The state guarantee will cover “the issuance of new short and medium term non-subordinated debt with a maturity between 90 days and five years.” Under the scheme’s framework, all solvent domestic credit institutions (including domestic subsidiaries of foreign credit institutions) will be eligible to participate in the guarantee program by paying a ‘market-oriented fee.’ Participating banks however, “will be subject to behavioral commitments to avoid an abusive use of state support. These include limitations on expansion and marketing and conditions for staff remuneration or bonus payments.” The Slovenian government will be required to report to the Commission on a periodic basis with regard to the scheme’s implementation. The Commission’s approval of the scheme remains valid for period of six months. After that time the Slovenian government can decide either to “terminate the scheme or renotify its extension to the Commission.”

The ECB has cautioned the Slovenian government that such emergency financial measures adopted by the government in light of the crisis may be premature. Prime Minister Borut Pahor, however, dismissed the ECB’s warnings and noted that experience gained from similar crisis situations has taught the government to make “far-reaching decisions.” He further emphasized that “the Slovenian government was also doing everything in its power in a bid to act quickly and ambitiously.”

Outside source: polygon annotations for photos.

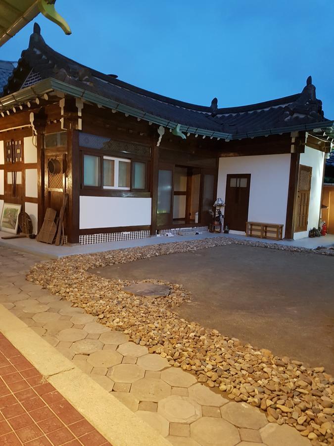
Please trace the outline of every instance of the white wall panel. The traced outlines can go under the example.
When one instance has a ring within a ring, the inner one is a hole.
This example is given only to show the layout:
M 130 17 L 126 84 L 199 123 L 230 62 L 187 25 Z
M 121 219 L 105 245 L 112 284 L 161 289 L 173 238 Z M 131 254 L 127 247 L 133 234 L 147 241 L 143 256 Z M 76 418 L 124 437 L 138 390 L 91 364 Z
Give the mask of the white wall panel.
M 310 147 L 305 147 L 305 152 L 300 154 L 299 164 L 312 167 L 312 179 L 307 230 L 295 232 L 293 237 L 295 239 L 308 237 L 309 230 L 313 227 L 318 226 L 323 187 L 324 157 L 323 152 L 311 149 Z
M 4 149 L 3 141 L 0 141 L 0 164 L 4 164 Z
M 26 169 L 26 197 L 37 198 L 37 169 Z
M 228 174 L 250 173 L 248 221 L 285 226 L 290 158 L 285 154 L 221 158 L 217 198 L 225 200 Z
M 151 224 L 151 199 L 80 197 L 80 228 Z
M 4 170 L 0 169 L 0 195 L 4 194 Z
M 37 223 L 38 219 L 38 205 L 36 203 L 24 203 L 25 212 L 28 214 L 33 223 L 33 233 L 37 233 Z
M 33 144 L 32 136 L 23 138 L 23 152 L 25 163 L 37 162 L 37 149 Z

In other Slovenian news, the Slovenian government last week proposed legislation that, if approved by parliament, would provide for direct government loans to “credit institutions, insurance companies, reinsures and pension companies,” on top of the €12 billion credit institution debt guarantee scheme. Under the proposed legislation the government may require participating institutions to set “limits on dividend pay-outs and management bonuses” and also prohibit them from using the proceeds of the government loans to “finance management buyouts.”